The Fargo City Council and Diversion Authority met Thursday afternoon to talk about recent findings of the environmental assessment, which looks at the huge impact the diversion will have on the land. 

It's been hard for some family members to hear this news and stomach the thought of digging up their loved one from their final resting place. 

Valley News Live spoke to two families today, one from Comstock and the other from Fargo. Both have family buried at cemeteries affected by the diversion. They didn't want to speak on camera, but were strongly against moving forward especially because they planned to be buried next to their loved ones in the same cemetery someday.

Army Corps. official say they know the strain this puts on families.

"This is a very sensitive topic, there are many people concerned about what's going to happen to these sights where their loved ones are buried," said U.S. Army Corps. Project Manager Terry Williams. "We want to make sure we're being open with the public and transparent."

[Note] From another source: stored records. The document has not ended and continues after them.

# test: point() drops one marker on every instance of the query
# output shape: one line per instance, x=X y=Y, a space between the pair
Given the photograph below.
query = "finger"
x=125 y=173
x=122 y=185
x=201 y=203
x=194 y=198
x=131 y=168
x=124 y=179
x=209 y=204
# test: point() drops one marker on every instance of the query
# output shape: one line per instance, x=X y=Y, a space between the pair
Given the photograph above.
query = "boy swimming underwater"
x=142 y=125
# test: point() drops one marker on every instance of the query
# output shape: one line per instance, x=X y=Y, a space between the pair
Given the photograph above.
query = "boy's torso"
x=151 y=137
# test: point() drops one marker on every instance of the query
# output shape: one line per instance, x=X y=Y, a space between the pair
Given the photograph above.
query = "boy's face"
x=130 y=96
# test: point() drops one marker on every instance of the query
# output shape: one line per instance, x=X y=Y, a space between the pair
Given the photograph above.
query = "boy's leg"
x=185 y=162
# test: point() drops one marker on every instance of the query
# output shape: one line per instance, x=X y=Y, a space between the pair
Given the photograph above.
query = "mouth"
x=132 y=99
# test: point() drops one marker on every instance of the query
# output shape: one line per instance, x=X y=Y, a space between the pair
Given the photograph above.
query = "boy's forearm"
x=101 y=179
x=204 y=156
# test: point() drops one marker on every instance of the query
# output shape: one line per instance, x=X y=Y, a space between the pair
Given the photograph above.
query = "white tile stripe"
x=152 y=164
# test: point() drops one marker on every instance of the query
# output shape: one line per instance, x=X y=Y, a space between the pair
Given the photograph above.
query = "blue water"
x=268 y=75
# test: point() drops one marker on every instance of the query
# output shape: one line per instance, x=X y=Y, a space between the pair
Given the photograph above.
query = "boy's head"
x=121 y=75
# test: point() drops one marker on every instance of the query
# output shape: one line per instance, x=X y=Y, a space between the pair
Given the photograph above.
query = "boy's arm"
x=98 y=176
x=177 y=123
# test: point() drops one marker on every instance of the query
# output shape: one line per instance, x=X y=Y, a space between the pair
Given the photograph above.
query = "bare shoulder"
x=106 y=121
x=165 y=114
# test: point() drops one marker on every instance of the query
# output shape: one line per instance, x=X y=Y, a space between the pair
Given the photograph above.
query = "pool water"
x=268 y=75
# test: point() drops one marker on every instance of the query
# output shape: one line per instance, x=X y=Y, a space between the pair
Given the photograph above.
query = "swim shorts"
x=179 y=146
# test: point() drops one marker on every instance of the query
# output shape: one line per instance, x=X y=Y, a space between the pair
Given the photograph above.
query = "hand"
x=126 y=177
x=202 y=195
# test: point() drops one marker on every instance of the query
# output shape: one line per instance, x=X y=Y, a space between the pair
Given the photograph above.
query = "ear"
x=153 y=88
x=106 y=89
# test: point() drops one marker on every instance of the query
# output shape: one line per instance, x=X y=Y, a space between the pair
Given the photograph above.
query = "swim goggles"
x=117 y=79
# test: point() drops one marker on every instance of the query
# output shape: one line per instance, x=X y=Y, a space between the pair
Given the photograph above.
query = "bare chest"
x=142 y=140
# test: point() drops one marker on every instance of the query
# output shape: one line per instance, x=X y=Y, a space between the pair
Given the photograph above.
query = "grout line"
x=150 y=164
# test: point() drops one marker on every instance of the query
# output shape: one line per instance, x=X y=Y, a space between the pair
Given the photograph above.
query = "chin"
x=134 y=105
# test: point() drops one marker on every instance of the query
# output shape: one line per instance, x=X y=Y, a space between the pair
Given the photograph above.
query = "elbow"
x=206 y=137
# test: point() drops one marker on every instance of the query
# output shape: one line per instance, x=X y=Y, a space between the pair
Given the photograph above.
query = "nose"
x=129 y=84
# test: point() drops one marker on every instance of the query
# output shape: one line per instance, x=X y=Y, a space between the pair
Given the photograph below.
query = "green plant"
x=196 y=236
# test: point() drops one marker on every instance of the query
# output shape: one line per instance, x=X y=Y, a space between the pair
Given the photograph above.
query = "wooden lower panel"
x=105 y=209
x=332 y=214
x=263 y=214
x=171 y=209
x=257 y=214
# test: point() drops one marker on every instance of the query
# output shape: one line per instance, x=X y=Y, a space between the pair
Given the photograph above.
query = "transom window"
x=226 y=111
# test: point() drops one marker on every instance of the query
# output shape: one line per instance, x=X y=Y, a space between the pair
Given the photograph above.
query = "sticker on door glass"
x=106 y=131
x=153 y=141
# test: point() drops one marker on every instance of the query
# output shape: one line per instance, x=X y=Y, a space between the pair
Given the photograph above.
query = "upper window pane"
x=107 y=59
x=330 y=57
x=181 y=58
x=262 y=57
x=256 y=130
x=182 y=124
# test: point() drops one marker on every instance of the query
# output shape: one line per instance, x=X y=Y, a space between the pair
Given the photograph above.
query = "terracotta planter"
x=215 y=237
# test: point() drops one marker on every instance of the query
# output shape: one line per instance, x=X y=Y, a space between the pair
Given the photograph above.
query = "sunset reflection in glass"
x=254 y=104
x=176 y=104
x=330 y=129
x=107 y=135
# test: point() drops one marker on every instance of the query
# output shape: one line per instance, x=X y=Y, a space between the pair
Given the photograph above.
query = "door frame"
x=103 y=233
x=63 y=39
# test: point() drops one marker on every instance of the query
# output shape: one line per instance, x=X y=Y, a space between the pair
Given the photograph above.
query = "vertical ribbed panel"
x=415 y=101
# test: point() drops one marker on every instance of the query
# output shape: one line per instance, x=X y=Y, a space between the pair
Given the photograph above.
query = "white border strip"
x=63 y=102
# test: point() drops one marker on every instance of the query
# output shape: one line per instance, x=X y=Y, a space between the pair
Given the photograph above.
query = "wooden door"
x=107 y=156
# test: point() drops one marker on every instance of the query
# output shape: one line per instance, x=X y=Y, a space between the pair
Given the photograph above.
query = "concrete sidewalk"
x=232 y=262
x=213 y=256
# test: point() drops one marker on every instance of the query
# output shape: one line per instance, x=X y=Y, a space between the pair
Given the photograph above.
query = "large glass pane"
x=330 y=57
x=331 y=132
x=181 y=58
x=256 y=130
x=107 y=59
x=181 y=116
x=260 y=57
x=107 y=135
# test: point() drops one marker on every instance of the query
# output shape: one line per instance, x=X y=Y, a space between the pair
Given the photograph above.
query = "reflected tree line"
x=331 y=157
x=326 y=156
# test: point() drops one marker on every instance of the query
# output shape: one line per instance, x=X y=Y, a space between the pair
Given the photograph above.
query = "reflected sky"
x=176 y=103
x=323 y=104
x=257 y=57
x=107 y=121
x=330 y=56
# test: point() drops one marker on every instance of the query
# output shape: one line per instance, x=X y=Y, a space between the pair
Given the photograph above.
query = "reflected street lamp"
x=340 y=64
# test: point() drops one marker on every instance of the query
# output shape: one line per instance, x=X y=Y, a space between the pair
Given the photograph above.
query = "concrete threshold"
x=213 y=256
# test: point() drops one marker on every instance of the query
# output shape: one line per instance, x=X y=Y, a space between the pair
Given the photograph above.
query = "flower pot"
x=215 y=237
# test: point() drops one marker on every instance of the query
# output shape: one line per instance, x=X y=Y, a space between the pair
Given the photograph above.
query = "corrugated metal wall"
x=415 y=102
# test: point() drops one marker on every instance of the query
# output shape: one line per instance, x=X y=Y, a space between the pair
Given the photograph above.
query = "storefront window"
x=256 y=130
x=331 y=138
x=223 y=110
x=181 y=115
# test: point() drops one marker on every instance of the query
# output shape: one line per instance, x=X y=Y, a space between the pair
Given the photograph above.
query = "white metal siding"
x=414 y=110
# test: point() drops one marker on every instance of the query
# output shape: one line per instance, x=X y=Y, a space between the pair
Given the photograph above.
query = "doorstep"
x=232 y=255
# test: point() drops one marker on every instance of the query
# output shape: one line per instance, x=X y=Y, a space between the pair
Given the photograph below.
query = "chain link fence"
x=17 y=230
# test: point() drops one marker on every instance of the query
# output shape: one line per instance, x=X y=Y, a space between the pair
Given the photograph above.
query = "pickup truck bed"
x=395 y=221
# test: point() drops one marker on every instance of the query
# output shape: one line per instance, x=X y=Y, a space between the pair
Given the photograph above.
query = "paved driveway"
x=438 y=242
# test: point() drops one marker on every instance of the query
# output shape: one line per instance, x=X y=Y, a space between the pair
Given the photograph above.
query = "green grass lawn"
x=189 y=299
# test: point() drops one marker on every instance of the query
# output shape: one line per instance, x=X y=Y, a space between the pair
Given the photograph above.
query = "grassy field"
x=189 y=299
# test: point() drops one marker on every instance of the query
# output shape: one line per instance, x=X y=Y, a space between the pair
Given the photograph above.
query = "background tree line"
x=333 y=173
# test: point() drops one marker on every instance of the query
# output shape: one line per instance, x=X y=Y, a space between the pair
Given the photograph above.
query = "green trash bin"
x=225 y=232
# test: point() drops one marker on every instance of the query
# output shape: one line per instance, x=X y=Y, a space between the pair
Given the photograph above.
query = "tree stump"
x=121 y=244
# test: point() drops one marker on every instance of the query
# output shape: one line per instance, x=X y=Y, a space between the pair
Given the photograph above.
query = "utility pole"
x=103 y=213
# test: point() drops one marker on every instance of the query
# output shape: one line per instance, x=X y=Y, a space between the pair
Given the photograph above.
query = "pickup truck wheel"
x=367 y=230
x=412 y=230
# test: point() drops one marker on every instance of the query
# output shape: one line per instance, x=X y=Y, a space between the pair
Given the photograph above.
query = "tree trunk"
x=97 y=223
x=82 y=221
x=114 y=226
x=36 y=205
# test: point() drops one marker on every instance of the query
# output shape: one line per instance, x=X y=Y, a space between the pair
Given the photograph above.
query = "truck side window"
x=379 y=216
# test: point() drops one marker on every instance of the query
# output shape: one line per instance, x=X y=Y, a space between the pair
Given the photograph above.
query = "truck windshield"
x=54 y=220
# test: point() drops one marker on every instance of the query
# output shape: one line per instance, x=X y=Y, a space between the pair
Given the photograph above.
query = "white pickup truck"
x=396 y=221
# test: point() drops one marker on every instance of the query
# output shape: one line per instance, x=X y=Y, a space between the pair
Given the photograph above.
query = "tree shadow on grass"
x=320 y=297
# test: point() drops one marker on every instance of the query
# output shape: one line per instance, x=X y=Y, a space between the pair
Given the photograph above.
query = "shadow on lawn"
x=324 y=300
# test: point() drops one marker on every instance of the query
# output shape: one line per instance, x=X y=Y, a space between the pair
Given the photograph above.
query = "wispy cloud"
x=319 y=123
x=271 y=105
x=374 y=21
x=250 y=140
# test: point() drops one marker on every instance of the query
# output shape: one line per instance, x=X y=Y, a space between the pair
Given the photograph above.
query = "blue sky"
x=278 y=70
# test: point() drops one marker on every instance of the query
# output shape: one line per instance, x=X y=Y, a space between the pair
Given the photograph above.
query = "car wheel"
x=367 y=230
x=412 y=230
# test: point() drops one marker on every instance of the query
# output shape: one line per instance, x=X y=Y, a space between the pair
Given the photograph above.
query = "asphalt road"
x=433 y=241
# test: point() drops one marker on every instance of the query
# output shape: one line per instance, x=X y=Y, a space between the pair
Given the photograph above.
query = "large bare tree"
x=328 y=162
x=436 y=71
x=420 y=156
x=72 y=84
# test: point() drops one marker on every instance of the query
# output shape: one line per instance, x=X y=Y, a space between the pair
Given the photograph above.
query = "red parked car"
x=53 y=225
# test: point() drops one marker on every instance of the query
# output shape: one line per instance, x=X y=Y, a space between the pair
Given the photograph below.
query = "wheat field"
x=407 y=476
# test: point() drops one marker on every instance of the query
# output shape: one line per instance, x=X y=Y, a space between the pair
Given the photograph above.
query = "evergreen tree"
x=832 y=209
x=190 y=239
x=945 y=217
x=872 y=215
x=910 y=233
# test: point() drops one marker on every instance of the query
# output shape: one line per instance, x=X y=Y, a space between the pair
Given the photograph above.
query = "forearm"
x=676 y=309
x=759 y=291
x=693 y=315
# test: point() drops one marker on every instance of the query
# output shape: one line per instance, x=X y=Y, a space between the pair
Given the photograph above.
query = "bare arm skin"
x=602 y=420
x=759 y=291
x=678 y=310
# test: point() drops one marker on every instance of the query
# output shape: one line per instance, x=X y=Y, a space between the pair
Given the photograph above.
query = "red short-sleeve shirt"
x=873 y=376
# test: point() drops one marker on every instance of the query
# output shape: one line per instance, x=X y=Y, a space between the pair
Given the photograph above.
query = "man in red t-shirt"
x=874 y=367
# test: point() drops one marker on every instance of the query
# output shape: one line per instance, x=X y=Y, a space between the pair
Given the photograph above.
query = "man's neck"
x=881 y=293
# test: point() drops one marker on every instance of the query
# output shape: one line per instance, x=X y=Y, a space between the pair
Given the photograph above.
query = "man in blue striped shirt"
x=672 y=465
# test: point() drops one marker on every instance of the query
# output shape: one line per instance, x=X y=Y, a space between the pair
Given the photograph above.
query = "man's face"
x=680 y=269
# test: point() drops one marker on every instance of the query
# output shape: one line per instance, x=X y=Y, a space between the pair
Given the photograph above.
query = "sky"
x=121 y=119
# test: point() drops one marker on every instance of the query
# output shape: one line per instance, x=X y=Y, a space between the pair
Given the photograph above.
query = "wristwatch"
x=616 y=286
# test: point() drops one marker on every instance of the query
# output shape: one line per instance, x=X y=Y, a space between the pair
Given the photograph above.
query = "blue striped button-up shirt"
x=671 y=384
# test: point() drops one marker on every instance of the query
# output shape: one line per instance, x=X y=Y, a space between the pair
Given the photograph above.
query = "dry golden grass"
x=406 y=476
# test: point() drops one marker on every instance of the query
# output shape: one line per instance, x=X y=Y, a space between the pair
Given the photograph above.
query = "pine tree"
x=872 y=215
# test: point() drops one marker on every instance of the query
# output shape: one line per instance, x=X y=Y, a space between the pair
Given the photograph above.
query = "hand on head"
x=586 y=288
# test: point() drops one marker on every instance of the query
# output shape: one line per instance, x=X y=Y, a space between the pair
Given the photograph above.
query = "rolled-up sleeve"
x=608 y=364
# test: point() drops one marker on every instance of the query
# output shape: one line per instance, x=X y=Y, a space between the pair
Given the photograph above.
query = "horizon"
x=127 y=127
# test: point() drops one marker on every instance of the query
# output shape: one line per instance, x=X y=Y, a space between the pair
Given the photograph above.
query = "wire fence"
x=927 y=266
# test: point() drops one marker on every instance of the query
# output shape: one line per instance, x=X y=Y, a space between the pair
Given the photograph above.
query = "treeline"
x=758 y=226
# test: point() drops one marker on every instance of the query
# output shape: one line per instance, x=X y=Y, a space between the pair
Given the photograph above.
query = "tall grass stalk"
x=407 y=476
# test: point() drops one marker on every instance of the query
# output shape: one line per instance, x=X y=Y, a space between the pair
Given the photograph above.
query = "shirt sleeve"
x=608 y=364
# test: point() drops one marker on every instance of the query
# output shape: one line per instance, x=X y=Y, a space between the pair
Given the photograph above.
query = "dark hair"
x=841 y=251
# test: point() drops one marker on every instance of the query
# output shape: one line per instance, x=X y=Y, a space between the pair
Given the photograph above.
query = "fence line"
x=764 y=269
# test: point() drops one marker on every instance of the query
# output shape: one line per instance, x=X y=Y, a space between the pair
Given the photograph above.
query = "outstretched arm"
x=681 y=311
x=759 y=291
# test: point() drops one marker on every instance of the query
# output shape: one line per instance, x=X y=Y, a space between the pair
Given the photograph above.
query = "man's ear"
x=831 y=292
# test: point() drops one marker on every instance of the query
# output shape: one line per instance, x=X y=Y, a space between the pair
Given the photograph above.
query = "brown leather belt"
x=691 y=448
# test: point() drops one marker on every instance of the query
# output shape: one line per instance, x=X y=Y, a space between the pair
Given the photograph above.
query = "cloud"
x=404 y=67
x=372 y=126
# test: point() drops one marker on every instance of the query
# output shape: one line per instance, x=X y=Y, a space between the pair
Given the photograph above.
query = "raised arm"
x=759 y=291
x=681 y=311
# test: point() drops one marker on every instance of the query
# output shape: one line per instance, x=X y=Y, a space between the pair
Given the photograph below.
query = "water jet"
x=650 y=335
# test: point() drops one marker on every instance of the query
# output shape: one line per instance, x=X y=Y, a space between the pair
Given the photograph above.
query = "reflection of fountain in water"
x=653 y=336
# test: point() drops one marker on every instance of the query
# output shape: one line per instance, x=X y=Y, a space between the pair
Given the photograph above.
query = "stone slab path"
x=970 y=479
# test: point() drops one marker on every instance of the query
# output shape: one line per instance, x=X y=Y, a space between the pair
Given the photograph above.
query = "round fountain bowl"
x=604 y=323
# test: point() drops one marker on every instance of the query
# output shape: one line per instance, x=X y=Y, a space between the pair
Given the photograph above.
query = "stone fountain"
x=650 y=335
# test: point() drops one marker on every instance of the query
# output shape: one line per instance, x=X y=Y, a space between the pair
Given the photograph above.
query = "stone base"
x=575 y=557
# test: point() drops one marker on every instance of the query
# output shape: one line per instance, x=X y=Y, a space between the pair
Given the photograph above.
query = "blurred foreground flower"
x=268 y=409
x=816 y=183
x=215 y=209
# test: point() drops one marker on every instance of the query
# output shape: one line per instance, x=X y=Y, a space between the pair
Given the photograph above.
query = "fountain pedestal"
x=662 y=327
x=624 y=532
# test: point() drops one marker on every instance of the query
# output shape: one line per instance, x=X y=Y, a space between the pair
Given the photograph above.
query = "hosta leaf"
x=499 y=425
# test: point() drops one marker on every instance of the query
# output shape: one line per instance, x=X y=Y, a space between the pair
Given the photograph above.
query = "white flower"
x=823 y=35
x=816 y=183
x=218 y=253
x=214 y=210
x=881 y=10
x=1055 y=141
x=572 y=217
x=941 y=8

The feasibility study totaled 22 million and evaluated properties from staging up-stream and took a closer look at the impacts of flooding: which locations are hit worst and what problems they could experience. The study lists potential mitigation options such as anchoring head stones, cleaning up after water rises, replanting grass or protecting berms.  

A caretaker has been chosen for each cemetery. It's the first step to work with the public.

"Their options are to know we're looking at it and, we're going to come up with a plan," said Williams. "We committed to doing that. We're going to work with the caretakers, see what they're thinking, what they want to do and take their input and put it into a plan."

If you have a comment or concern you'd like to voice, your time is soon to come. Within the next year project managers will listen to community opinions to see how they can better assist their needs. 

The Diversion Authority will continue to study the seven impacted cemeteries. The next step for the Diversion Authority is to develop a plan to address this issue within the next year.